Team Canada looked vulnerable in its 2-1 overtime victory Sunday. Finland gave everyone a blueprint for how to beat the defending Olympic champions—clog the neutral zone, force everything to the boards in the attacking zone and use patience to counterattack for offense.
It's not a new big-ice strategy to use against North American teams more comfortable on smaller ice, but it's one Finland used to near perfection.
That strategy, as well as it worked, might not be enough to prevent Canada from winning gold at the 2014 Sochi Olympics.
There are two problems facing teams that are likely to encounter Canada over the rest of the tournament—they're likely not talented enough to stay with Canada the way Finland did or it may not be a strategy under consideration by a potential opponent.

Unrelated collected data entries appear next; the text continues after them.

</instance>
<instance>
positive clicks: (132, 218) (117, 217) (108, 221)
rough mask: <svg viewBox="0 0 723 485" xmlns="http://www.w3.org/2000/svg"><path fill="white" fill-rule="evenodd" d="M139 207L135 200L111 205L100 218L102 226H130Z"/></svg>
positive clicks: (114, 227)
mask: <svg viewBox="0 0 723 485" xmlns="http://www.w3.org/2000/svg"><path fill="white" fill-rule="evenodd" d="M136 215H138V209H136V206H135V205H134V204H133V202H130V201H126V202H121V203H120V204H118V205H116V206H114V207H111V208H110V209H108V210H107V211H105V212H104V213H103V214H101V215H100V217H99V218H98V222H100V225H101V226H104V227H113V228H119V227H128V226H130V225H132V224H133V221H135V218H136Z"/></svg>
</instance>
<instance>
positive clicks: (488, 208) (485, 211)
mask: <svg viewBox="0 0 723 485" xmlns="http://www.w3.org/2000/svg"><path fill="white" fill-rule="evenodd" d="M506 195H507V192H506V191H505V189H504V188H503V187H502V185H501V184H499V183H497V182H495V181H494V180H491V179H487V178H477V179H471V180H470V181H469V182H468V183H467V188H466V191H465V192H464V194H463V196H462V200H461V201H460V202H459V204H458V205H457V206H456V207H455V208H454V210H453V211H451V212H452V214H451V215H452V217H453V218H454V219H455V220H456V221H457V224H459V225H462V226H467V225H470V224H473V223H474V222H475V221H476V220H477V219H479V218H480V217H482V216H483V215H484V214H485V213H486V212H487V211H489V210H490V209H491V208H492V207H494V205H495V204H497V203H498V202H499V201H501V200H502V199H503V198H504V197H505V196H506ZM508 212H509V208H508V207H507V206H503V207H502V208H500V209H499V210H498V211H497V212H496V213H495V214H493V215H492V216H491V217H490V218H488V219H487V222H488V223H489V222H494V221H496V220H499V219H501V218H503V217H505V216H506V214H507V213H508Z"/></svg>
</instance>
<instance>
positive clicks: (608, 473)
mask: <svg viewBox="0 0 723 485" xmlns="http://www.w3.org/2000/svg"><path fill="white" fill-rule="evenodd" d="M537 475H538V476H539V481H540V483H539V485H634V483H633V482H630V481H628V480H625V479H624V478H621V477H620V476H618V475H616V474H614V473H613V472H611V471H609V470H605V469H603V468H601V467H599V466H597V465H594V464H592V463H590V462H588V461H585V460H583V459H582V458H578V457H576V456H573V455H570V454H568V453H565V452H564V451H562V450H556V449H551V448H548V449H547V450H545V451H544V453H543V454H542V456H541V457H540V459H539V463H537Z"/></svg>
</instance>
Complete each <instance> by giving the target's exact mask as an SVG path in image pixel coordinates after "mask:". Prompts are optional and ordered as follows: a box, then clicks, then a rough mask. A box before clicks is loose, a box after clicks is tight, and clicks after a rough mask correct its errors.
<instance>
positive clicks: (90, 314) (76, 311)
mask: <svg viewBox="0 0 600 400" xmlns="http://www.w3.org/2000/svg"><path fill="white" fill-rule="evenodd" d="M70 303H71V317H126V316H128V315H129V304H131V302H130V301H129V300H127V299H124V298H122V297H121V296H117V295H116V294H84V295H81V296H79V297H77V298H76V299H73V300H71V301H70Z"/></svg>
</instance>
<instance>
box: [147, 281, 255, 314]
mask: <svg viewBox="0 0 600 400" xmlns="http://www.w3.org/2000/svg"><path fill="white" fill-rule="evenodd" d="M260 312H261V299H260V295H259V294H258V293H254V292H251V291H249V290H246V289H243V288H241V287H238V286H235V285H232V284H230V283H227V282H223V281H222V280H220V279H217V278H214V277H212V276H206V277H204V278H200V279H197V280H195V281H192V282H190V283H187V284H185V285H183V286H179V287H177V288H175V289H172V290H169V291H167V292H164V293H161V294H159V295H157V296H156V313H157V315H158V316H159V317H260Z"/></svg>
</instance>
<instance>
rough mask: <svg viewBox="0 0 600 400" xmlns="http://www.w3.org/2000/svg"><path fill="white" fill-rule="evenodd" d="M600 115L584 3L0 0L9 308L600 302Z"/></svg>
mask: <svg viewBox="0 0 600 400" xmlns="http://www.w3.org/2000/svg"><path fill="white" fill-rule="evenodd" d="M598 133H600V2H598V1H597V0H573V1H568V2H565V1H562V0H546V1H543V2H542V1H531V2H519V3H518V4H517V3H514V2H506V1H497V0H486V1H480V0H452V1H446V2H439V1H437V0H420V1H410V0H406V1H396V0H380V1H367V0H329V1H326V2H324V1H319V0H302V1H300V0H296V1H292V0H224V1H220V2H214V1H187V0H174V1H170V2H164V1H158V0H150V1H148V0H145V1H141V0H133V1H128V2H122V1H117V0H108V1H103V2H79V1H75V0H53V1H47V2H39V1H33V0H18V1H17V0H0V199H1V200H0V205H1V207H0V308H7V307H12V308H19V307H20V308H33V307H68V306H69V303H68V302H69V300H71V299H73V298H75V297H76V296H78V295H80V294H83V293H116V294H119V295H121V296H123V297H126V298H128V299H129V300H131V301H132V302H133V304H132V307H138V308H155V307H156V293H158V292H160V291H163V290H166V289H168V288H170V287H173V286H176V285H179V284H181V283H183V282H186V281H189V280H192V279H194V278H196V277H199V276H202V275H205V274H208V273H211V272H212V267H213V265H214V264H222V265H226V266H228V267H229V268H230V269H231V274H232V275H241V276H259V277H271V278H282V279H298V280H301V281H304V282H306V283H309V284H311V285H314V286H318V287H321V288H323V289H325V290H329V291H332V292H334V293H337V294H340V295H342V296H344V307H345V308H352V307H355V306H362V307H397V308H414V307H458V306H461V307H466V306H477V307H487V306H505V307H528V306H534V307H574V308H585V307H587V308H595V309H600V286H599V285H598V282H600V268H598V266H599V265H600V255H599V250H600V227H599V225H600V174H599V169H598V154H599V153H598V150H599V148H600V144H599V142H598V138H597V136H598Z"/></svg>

Canada is the No. 3 seed and will face the winner of Tuesday's game between Switzerland and Latvia, with the Swiss very likely to prevail. They've proven themselves to be defensive stalwarts in Sochi, allowing two goals in three games.
The Swiss are a sexy upset pick to eliminate Canada, but it doesn't seem very likely.
While Canada will have two days of rest before taking the ice in the quarterfinals, the Swiss would be playing a second game in two days. Goaltender Jonas Hiller has yet to allow a goal in his two Olympic starts, but—if the Swiss indeed advance—he will be playing back-to-back games for the first time in the tournament and will have to battle fatigue against a fully energized Canadian squad.
An argument can be made that Latvia won't require Hiller to expend much energy, but it's still not optimal for a Swiss team looking to pull a major upset.
Switzerland has a dearth of offensive talent, with Damien Brunner and Nino Niederreiter representing as their most gifted scoring forwards. Even with the losses of Mikko Koivu and Valtteri Filppula, the Finns are a more dangerous team than Switzerland. If the Finns were able to generate only five shots over the final two periods against Canada, what's a tired Swiss team going to do even if they use Finland's worthwhile strategy?
Should Canada get past their next opponent, they likely won't find themselves getting bogged down in the semifinals by a European team pouring tar in the neutral zone.
Team USA is destined for the semifinals if they get past the winner of the Czech Republic/Slovakia tilt. It's possible the Czechs or Slovaks could gum up the works and surprise the Americans, but if they don't, it sets up a juicy showdown between two North American teams that won't be trapping each other into oblivion.
Canada-USA would be a total coin flip. It would also be a contest in which the Canadians could play to their strengths, a north-south game that won't require a machete to cut through the neutral zone. It's a style the Americans would welcome as well, and despite the Canadians not playing their best in group play, they are still the team to consider the slight favorite in this potential matchup.
Projecting who Canada would face in the gold-medal game is about as difficult as it is silly, but we've come this far.
Sweden, Russia and Finland are the three most likely countries to advance from the other side of the bracket. The Canadians have already proven they can beat Finland, Russia prefers to play the attacking style of the Americans and when they try to go into a defensive shell aren't as effective, and the Swedes are weakened by the loss of Henrik Zetterberg during the tournament and Henrik Sedin and Johan Franzen before it started.
One hot goaltending performance for 60 minutes can end anyone's tournament, but Canada's wealth of talent (assuming they solve the chemistry problems with their forward lines) makes them almost impervious to it.
The European teams have the right strategy for neutralizing Canada but lack the talent to win. Team USA has the talent but they won't be employing the European strategy against Canada.
Team Canada has its flaws, but they are still unbeatable until someone actually beats them. If one team can do it, it's Team USA.